Many companies today claim to be in bracing digital transformation but for the vast majority, it appears only as semi-focused technology acquisitions. Let’s be clear: if the first reaction to a perceived weakness is to buy technology you are leading the race to the bottom. You are simply piling additional technical debt on existing legacy IT infrastructure. Make no mistake, as companies mature in digital transformation significant investments will be made but the technology roadmaps must be tightly aligned with business models that create value for customers and employees and they're agile enough to compete in a rapidly changing digital economy.
The digitally transformed business must address five enterprise qualities, they are:
* profoundly aligned IT and business strategy,
* unified data and processes,
* analytical capability,
* business and technology integration, and
* solution delivery.
They then pull together the business model, operational processes, and customer experience. For example, in the latter customer experience is enhanced by cross-channel integration and predictive marketing. These will build topline growth and customer touch points.
“technical debt is driven by patchwork, legacy architectures or systems, and data stores that are never retired”
The challenges for organizations to transform themselves come from several areas. A culture which has a command-and-control orientation that does not allow customer-facing workers to be autonomous is one. Lack of skills to execute a data-driven strategy from the executive level on down may be fatal. Skills are not enough: predisposition to action and collaboration are equally if not more important. At the same time, technical debt is driven by patchwork, legacy architectures or systems, and data stores that are never retired makes it nearly impossible to create a transformative roadmap.

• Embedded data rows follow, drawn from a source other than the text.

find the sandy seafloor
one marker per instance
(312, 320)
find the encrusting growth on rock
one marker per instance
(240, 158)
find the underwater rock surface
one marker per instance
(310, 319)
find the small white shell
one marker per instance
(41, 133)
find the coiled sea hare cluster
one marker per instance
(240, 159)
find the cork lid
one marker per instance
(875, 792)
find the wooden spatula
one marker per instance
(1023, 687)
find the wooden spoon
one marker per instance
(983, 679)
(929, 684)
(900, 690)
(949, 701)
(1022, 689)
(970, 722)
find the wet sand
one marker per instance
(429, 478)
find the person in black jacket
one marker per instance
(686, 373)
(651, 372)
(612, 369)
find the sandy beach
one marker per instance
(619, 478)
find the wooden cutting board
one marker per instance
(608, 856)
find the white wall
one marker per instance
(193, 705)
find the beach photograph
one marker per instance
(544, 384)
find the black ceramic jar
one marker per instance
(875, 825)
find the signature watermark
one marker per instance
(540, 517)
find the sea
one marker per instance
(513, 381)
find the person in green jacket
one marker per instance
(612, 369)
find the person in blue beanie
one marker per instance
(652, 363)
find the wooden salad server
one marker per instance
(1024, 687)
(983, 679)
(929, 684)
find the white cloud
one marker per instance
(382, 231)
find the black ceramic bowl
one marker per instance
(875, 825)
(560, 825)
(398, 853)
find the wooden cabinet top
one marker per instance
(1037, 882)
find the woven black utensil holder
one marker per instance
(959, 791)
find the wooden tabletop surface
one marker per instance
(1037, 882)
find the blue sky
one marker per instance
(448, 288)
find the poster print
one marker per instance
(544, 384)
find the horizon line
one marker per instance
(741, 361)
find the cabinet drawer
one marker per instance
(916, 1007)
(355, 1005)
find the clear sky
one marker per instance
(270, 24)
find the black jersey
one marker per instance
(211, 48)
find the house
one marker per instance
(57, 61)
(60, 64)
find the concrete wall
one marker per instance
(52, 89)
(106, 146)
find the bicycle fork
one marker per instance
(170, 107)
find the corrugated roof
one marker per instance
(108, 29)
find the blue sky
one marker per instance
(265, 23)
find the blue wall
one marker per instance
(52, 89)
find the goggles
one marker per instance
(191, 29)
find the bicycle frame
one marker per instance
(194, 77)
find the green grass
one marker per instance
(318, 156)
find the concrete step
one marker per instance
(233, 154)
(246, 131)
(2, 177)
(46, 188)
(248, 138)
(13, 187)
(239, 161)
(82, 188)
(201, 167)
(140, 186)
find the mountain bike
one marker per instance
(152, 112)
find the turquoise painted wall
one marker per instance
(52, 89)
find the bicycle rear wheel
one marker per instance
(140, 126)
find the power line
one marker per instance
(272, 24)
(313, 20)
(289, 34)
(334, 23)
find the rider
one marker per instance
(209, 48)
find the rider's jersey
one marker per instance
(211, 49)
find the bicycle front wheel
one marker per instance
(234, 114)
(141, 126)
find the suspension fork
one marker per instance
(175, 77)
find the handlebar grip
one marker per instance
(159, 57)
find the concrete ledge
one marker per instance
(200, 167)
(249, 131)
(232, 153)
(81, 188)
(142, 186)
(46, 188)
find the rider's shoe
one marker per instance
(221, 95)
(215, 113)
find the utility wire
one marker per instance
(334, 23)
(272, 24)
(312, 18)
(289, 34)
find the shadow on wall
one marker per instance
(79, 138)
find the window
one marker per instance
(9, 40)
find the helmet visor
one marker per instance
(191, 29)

Inefficient decision-making which is further degraded by poor governance hamstrings the ability to share solutions among business units.
As my team rebuilt the Amazon middle tier in 2000 it struck me that there was an opportunity to create personalized offerings presented when you enter the site. To create personalized offerings presented when you enter the site. Amazon had a complete history of your purchases, searches as well as demographic data and could provide a truly data-driven approach. Measurements of the benefit range from a 10% to 40% lift in both revenue and margin. That data can then be shared to make offerings via digital advertisement across the Internet. Needless to say, this approach has served Amazon very well and is my favorite invention. Amazon’s continued focus on the customer and driving digital innovation is the prime driver in their success.
As stated initially, digital transformation is not simply the additional technology to achieve some level of disruption. It is not a trend nor will it go away. It is an opportunity to realign technology and business together to engage increasingly connected customers and provide an agile, not fragile framework where innovation can flourish.